Angra – Angels Cry
The library of Brazilian power/prog band Angra is a bit of an unusual one, and there seem to be several different “moods” that the group settles into on various albums, which re-occur later in their career. Both Fireworks and Holy Land demonstrate qualities that later would crop up in Aurora Consurgens and Aqua, and if this is the case, the band’s self-title 1993 debut Angels Cry is the crackling herald of things to come on Rebirth. It’s very alien to think that Angra was once a fledgling power metal band, brilliant and talented even in its infancy, but all of them have started somewhere, and Angra brighter than most.
The complexity and ingenuity of Angels Cry is as striking now as it must have been when the band’s first few fans put their headphones to their ears or the needle to vinyl back in the early 90’s. Similar to any good progressive metal band, a new juicy tidbit jumps out of music upon each repeated listen, continuously enriching the album’s experience, whether it’s one of Matos’ vocal turns, a backing guitar melody that you just noticed, or that great bass fill that you weren’t expecting. The dual guitar mastery of Loureiro and Bittencourt, while not having reached the majesty that it would on later albums, has its beginning here, and it’s a bit of a puzzle as to why the aggressive shredding was fairly absent on the subsequent two albums before returning in a blaze of glory.

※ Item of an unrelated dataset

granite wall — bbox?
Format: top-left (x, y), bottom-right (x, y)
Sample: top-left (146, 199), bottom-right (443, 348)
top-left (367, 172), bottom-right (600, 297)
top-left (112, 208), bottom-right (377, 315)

Angels Cry was perhaps one of the true pioneering albums of the early 1990’s, and indeed of the progressive power metal fusion genre in general. On this album, Matos, Loureiro, and company repeatedly take speedy power metal, frequent neo-classicism, instrumental prowess, regular tempo shifts, colorful chordal combination, and stinging guitar solos, blending them nearly seamlessly, track after track, into a final product that is often both exhilarating and spellbinding. More than nearly any other progressive power project of the early 90’s, the combination of all of these elements just plain works.
Part of the reason for this success is the voice of Andre Matos. Not until Shaman’s 2002 release Ritual, after departing Angra, would he put forth such a strong lead vocal performance, and I feel that even that does not equal his work on Angels Cry. While his voice fits well enough in the following Holy Land, Fireworks saw his vocals beginning to clash with the music that Angra was creating. But here, at the beginning, Matos’ vocals are effortlessly strong during high points such as “Evil Warning”, “Carry On”, and “Streets Of Tomorrow”, followed by touching sensitivity in “Wuthering Heights” and “Lasting Child” (though there are a couple of parts on the latter where his vocals gain a bit of an irritating quality). Throughout these songs and on the rest of the album, Matos bounces back and forth with grace and poise, with only an occasional long-held falsetto drone to spoil the grandeur.
These occasional vocal trips, along with a very occasional tendency to drag out a musical idea, are the only small problems with this rather magnificent debut. The great work on Angels Cry is spread all around the album, but my personal favorite section is the run from “Never Understand”, through “Wuthering Heights” and “Streets Of Tomorrow”, and ending with “Evil Warning”. All of these songs are among the best compositions in Angra’s early career, and offer lasting memorability and the utmost level of enjoyment that the band has to offer.
There’s really no poor starting point for new listeners to Angra, but depending on the attention level of the new listener, I would recommend Angels Cry over even Rebirth or Temple Of Shadows, because we all enjoy seeing how a band started, especially when the artist’s baptism is as fulfilling and stirring as Angra’s. A debut to stand the test of time, Angels Cry is a testament to what young and talented, but as yet unknown musicians can accomplish when they set their minds to their work.